2004-Fez conference on Differential Equations and Mechanics.
Electronic Journal of Differential Equations,
Conference 11, 2004, pp. 167-173.
Title: Stability and Hopf bifurcation in
a haematopoietic stem cells model
Authors: Hamad Talibi Alaoui (Univ. Chouaib Doukkali, El Jadida, Morocco)

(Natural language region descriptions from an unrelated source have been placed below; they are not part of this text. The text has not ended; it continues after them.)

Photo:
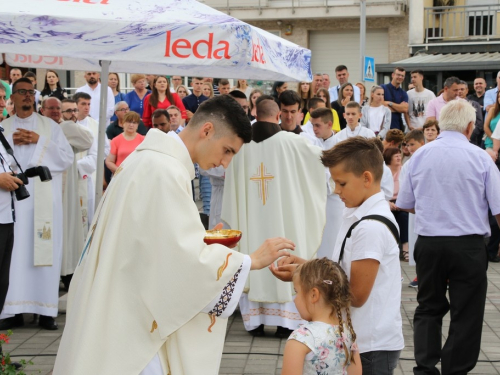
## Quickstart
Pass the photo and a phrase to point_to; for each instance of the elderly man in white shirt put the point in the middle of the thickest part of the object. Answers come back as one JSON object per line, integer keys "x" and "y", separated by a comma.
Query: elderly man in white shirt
{"x": 93, "y": 88}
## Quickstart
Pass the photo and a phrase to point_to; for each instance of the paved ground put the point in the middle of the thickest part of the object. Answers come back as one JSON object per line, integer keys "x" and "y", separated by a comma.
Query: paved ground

Radouane Yafia (Univ. Chouaib Doukkali, El Jadida, Morocco)
Abstract:
We consider the Haematopoietic Stem Cells (HSC) Model
with one delay, studied by Mackey [4,5]
and Andersen and Mackey [1].
There are two possible stationary states in the model. One of them
is trivial, the second $E^{*}(\tau )$, depending on the delay,
may be non-trivial . This paper investigates the stability of
the non trivial state as well as the occurrence of the Hopf
bifurcation depending on time delay.
We prove the existence and uniqueness of a critical values
$\tau_{0}$ and $\overline{\tau}$ of the delay such that
$E^{*}(\tau )$ is asymptotically stable for $\tau <\tau _{0}$
and unstable for $\tau _{0}<\tau <\overline{\tau }$.
We show that $ E^{*}(\tau_{0})$ is a Hopf bifurcation critical
point for an approachable model.
Published October 15, 2004
Math Subject Classifications: 34K18
Key Words: Haematopoietic stem cells model; delayed differential equations;
Hopf bifurcation; periodic solutions.